Aufgefallen war mir das starke Ausbrennen bei den hellen Sternen bzw. das blaue Halo um sie herum, womit meine
Neugier erst einmal geweckt war. Das Teleskop, mit dem diese Aufnahme entstand, ist ohnehin zu mir unterwegs
und in einem zweiten Bericht wird über die Unterschiede zu diesem hier zu berichten sein.

@Pentax75SDHF-02.jpg

Wer mit dem Sterntest intra- und extrafokal vertraut ist, der wird sofort erkennen, ob er hier einen APO oder Halb-APO
vor sich hat. Ein APO dürfte nämlich intrafokal diesen rötlichen Farbsaum bei einem 9 mm Okular in dieser Größe nicht
aufweisen. Das wäre ein erster Hinweis auf die Farbreinheit. Das weiß natürlich die Händler-Gilde auch. Also cre-iert man
kurzerhand einen fotografischen APO, den es gar nicht gibt. Was aber soviel heißt: Ein APO ist es nicht, visuell würde
man das merken, exakt am folgenden Sterntest.

@Pentax75SDHF-03.jpg

Ein weiteres Indiz wäre der Foucault-Test. Mit dieser Vergleichstafel kann man folgende Aufnahme in etwa einordnen. Beim
Foucault-Test schneidet die Klinge das sekundäre Farb-Spektrum etwa in der Mitte ab und verteilt sie links/rechts nach
intra- und extrafokal: In unserem Fall käme Grün, Blau, Gelb auf der rechten Seite zum Vorschein, und Rot, weil viel
weiter hinten auf der linken Seite. Eine derartig starke Abweichung hätte ein Voll-APO nicht. Noch genauer wird die
Sache allerdings, wenn man die Schnittweiten auf 0.001 mm genau ausmessen kann.

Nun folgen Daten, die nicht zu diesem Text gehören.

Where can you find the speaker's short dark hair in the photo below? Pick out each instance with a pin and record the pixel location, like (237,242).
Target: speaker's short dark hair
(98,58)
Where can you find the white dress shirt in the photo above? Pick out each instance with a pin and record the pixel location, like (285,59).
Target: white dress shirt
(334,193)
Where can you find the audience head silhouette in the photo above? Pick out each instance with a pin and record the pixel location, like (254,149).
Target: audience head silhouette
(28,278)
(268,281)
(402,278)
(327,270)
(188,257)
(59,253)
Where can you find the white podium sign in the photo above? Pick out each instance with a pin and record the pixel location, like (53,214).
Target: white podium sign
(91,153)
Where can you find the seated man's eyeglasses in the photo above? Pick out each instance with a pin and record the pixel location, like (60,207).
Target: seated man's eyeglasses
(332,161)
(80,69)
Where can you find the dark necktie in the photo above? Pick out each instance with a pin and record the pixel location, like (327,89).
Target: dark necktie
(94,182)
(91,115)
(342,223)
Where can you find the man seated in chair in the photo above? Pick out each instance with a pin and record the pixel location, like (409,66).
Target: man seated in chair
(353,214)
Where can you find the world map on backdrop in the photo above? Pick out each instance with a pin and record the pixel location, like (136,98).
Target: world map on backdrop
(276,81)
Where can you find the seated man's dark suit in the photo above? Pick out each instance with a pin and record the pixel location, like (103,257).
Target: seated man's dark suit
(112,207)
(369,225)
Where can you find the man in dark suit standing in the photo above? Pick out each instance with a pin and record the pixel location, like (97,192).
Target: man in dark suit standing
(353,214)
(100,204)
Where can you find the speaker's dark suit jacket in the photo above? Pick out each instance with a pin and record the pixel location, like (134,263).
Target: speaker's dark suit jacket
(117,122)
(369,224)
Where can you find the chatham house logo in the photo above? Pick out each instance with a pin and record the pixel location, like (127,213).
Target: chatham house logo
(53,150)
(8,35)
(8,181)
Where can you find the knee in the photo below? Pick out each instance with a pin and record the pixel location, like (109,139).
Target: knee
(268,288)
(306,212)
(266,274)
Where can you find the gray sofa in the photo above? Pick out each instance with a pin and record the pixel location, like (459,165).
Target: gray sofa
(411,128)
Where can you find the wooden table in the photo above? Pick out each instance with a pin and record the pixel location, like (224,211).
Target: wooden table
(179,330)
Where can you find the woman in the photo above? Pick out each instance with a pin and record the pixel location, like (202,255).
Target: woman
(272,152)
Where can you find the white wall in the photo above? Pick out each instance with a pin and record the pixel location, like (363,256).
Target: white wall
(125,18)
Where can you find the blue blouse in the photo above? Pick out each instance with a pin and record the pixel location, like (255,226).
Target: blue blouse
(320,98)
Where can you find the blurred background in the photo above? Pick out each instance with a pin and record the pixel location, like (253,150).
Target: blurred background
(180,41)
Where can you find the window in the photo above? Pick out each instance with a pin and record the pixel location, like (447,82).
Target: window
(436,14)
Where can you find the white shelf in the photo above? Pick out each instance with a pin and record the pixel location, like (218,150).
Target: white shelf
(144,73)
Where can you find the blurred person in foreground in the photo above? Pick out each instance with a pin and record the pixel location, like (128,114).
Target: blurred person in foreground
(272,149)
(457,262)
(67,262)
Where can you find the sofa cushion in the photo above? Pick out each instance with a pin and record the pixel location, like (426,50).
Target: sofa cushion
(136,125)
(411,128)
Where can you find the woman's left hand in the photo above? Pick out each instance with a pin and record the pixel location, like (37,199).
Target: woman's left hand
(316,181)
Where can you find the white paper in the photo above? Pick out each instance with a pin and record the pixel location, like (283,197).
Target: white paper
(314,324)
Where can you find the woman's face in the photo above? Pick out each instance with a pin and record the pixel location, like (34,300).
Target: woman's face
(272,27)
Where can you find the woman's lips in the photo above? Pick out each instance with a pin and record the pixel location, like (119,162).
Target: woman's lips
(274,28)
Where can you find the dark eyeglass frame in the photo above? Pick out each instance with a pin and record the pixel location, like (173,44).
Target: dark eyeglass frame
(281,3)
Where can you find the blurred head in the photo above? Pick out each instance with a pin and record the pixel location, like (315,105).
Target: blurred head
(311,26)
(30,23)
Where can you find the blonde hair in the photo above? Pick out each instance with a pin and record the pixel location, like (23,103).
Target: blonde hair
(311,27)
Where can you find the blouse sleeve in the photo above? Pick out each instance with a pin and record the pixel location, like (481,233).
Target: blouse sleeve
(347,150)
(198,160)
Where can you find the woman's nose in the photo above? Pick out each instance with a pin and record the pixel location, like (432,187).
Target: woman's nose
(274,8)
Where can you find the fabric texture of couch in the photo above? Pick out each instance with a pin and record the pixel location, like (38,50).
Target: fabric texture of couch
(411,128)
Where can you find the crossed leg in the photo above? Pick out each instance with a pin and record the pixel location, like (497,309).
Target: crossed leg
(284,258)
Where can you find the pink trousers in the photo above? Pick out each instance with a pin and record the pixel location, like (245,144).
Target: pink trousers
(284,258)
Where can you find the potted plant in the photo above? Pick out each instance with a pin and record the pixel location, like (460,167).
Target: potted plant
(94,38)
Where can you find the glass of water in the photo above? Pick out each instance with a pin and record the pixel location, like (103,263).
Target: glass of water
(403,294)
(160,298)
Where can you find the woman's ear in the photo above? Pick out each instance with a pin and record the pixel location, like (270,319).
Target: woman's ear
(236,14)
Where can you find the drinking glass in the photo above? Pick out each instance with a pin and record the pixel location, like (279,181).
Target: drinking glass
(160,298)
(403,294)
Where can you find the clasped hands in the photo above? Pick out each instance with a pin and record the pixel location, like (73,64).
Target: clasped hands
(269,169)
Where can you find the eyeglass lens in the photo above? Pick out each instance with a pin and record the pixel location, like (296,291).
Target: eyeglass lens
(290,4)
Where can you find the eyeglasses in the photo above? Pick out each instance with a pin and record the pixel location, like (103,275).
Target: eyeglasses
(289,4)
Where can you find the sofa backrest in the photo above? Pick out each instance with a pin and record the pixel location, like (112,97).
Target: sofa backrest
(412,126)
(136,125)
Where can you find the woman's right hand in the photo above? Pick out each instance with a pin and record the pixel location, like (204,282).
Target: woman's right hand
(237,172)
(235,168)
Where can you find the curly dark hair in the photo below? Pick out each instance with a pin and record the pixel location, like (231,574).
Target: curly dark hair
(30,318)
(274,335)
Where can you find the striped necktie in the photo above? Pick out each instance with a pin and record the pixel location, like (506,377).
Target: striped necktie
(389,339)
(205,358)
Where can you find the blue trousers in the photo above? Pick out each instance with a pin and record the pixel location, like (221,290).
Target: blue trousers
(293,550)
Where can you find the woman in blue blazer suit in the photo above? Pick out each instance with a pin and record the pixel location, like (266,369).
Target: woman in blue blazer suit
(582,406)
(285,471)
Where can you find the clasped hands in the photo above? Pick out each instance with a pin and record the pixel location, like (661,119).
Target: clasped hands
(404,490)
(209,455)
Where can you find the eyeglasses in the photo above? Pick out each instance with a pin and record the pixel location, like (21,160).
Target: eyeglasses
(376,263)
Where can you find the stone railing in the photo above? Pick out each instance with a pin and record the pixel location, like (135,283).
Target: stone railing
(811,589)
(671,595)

Bei diesem Refraktor liegt das
Optimum im roten Bereich. Während sich im kürzeren Spektrum die Überkorrektur als Gaußfehler bemerkbar macht. Zu
erkennen über Ronchi 13 lp/mm intrafokal und über den Foucault-Test.

@Pentax75SDHF-04.jpg

Das Foucault-Bild ist über einen Zentrier-Fehler etwas gestört, beim folgenden Bild klar erkennbar, ebenso bei den nachfol
genden Interferogrammen. Dieser Fehler kostet ca. 5% Strehlpunkte.

@Pentax75SDHF-05.jpg

Die Schnittweiten-Differenz kann man auf zweifache Art bestimmen: Entweder man hängt der Back'schen APO-Definition
an, dann sollte die Abweichung bei Rot nur PV L/4 betragen, was hier offenkundig erheblich mehr ist. Oder aber man
fokussiert die Streifen entlang einer geraden Linie, dann kann man mit einer digitalen Meßuhr jeweils den Differenz-
Betrag ermitteln, wie in meinem Fall. Daraus ergibt sich dann, daß Grün, Blau, und Gelb gerade mal 40 µ vonein-
ander entfernt sind, Rot hingegen um den Faktor 4 hinter diesen Farben liegt, und damit den Begriff APO schlicht
kippt. Der Maßstab für solche Überlegungen ist jeweils die Schärfen-Tiefe, also der Bereich (bedingt durch das Airy-
scheibchen und dessen Durchmesser) in dem man das Teleskop nicht schärfer einstellen kann. In unserem Fall
48 µ. "Versaut" wird die Sache tatsächlich über das rote Spektrum mit 158 µ und jetzt stellt sich die Frage, ob man
mehr auf den roten Farbanteil fokussiert oder den grün-blau-gelben. In jedem Fall kommt es aber dann zu diesen
farblichen Auffälligkeiten, die ja Anlaß für diese Vermessung waren.

@Pentax75SDHF-06.jpg

In diesem Interferogramm steckt der Coma-Zentrierfehler, etwas Überkorrektur und etwas Astigmatismus. Die grünen Streifen
zeigen die Ideal-Map an.

@Pentax75SDHF-07.jpg

Dominierender Fehler mit ca. 5% wäre als die Coma, wie auf dem Report zu sehen. Und läßt sich möglicherweise beheben.

@Pentax75SDHF-08.jpg

Zieht man auch noch den Astigmatismus ab, dann kämen für Gelb stattliche 0.994 heraus, das könnte ein Fassungs-Problem
sein.

@Pentax75SDHF-09.jpg

Unabhängig davon hat man mit dem Pentax 75 SDHF für die Fotografie ein wunderbares Teil. Nur visuell ist es ganz
bestimmt kein APO. Und da sollten die Händler nicht mehr erzählen, als ohnehin der Hersteller-Aufdruck verrät.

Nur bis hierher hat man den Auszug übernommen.